The Volkswagen Arena is the home stadium of the VfL Wolfsburg men's professional football team, which plays in the top German Bundesliga football league. It was opened in autumn 2002 and has a capacity of around 30,000 spectators. Construction work on the stadium took a total of 18 months and resulted in overall costs of 53 million euros. The first football match to take place at the Volkswagen Arena was between VfL Wolfsburg and VfB Stuttgart. One of the aims of the Volkswagen Arena was to strengthen the club's international ambitions, especially with regard to the Champions League.
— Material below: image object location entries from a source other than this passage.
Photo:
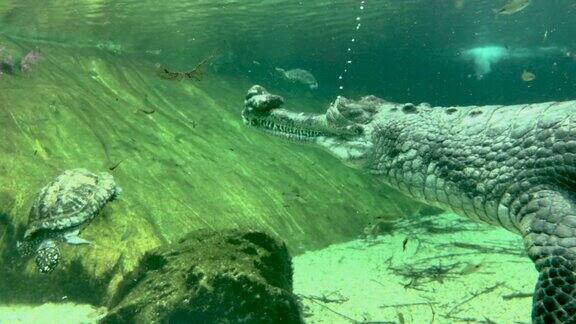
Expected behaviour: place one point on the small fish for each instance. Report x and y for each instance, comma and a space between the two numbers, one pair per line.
528, 76
470, 268
513, 7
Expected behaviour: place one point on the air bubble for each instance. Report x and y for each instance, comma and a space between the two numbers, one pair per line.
349, 49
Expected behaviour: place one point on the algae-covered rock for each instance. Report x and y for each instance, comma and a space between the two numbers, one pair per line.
229, 276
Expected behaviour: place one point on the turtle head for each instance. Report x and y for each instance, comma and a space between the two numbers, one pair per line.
26, 248
47, 256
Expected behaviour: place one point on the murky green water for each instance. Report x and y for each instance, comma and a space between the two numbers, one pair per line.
185, 161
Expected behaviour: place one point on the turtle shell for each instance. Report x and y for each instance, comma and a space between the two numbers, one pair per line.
70, 200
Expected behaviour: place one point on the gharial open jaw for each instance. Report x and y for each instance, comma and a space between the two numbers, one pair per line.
262, 110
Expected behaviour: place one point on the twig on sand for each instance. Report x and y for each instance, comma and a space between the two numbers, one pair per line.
454, 309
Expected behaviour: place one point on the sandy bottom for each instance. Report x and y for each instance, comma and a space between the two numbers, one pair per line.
440, 269
68, 313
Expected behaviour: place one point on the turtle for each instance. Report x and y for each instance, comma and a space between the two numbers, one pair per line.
61, 210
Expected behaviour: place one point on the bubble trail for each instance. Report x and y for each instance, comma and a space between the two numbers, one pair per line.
351, 46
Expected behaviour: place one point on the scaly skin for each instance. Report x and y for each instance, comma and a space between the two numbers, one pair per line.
511, 166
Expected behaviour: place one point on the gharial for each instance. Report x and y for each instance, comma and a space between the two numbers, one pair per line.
61, 210
511, 166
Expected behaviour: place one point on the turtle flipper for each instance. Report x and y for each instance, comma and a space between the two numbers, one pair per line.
549, 224
47, 256
73, 238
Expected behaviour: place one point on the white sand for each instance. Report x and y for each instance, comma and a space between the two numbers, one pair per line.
355, 278
67, 313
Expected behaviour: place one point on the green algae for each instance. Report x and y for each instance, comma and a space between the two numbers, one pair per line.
190, 164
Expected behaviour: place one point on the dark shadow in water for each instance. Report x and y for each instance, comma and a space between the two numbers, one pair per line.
70, 283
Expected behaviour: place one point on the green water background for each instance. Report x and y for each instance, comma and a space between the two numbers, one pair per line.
193, 164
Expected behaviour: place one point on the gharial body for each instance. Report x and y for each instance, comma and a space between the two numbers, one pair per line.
511, 166
61, 210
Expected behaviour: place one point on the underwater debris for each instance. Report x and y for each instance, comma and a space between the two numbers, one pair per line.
422, 276
7, 65
513, 7
147, 111
116, 165
196, 72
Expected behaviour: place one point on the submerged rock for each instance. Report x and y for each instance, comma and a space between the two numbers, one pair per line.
210, 277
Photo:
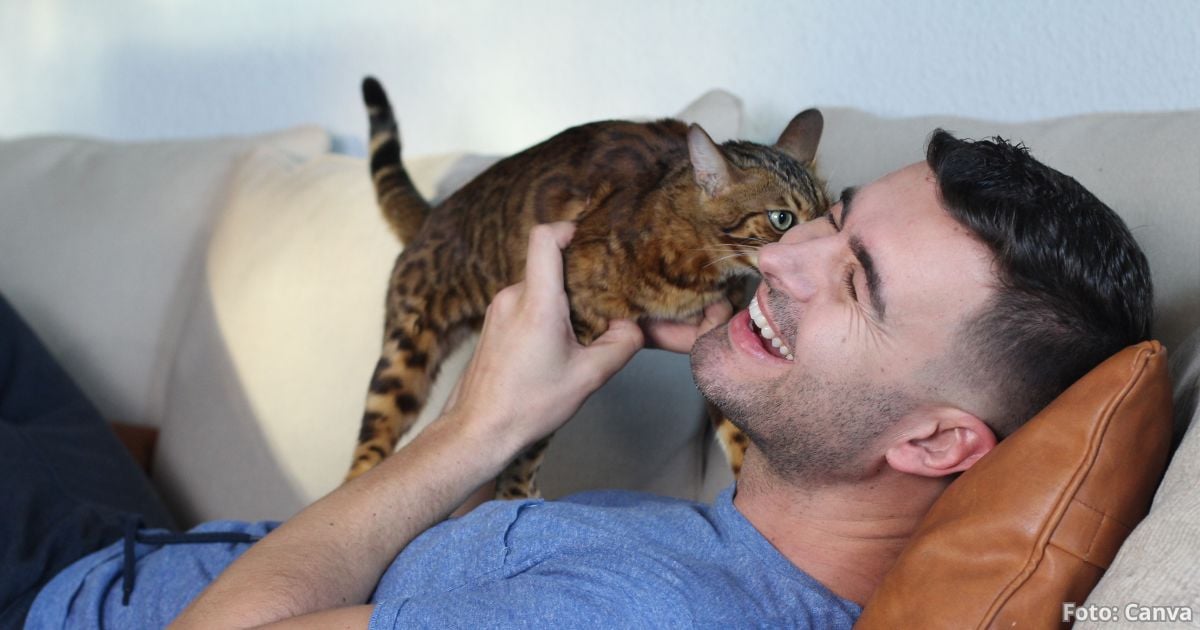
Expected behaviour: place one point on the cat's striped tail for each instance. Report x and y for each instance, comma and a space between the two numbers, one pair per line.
401, 203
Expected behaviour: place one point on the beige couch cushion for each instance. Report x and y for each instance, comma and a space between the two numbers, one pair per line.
99, 247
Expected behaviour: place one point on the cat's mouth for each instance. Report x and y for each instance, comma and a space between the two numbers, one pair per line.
768, 336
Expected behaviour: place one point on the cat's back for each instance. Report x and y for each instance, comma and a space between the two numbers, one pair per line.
574, 166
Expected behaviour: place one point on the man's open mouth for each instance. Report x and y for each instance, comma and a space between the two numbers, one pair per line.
771, 339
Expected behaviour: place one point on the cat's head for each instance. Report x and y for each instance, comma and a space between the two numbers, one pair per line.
751, 193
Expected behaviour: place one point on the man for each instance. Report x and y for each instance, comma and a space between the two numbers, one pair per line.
919, 315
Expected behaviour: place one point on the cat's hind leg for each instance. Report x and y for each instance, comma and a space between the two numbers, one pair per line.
399, 389
733, 442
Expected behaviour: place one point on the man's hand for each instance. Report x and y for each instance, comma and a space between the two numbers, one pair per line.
529, 373
528, 376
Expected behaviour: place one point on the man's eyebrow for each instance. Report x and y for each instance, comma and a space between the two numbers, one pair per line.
874, 282
847, 196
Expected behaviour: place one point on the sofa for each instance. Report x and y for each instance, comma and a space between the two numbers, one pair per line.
227, 293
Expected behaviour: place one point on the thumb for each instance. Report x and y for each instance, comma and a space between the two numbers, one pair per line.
616, 347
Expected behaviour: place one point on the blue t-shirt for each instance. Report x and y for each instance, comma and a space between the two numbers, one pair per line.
598, 559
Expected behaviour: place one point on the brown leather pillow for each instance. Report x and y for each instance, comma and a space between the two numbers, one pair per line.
1037, 521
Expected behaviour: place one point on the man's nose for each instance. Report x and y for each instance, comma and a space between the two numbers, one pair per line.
797, 263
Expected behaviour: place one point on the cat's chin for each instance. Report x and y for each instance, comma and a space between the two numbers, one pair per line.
747, 341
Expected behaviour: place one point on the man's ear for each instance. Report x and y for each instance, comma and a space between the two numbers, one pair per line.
940, 443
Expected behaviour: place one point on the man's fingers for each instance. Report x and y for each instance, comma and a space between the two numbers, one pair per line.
616, 347
544, 262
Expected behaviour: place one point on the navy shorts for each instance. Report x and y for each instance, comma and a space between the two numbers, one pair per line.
67, 486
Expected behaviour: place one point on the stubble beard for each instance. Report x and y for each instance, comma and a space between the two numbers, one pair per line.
811, 429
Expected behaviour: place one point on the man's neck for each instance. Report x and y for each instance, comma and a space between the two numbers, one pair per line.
844, 535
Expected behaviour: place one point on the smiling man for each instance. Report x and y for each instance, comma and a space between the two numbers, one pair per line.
913, 325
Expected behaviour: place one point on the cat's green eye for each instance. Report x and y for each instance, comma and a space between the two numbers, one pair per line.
781, 220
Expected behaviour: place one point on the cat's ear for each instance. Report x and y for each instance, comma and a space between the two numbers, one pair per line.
801, 137
712, 171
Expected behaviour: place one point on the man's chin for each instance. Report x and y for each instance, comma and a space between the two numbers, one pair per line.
707, 359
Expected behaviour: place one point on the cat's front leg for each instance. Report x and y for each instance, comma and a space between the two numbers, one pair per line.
520, 479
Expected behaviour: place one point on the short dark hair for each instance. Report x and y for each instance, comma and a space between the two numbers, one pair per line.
1074, 287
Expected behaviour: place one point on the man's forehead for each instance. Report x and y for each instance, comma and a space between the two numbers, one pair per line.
927, 259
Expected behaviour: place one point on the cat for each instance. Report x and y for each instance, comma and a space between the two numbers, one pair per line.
666, 220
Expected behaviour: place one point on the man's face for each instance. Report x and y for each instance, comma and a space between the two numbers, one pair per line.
868, 305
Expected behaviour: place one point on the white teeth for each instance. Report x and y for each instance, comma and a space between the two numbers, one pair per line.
767, 331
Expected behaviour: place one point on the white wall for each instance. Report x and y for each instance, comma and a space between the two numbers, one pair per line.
492, 76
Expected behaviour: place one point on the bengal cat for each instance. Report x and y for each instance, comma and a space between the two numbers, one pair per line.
666, 221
The Volkswagen Arena also offers function rooms for congresses, conferences and private events.

==Associations==
The Allersee lake in the Allerpark is home to a multitude of different clubs and associations, for example the "Motorbootclub Wolfsburg", the "Sportfischerverein Wolfsburg" fishing club and the city's canoeing, rowing and yacht clubs. In fact, most of the water sports clubs located in the Allerpark have been around for longer than the park itself. The Vorsfelde and Wolfsburg location groups of the German Life-Saving Association (DLRG) are also based in the Allerpark. They play a particularly important role as the groups responsible for providing water rescue services on the Allersee. The fact that a large number of clubs and associations are located in or have relocated to the Allerpark is closely connected to the strategy of the city of Wolfsburg to place a special focus on supporting and promoting local sports clubs.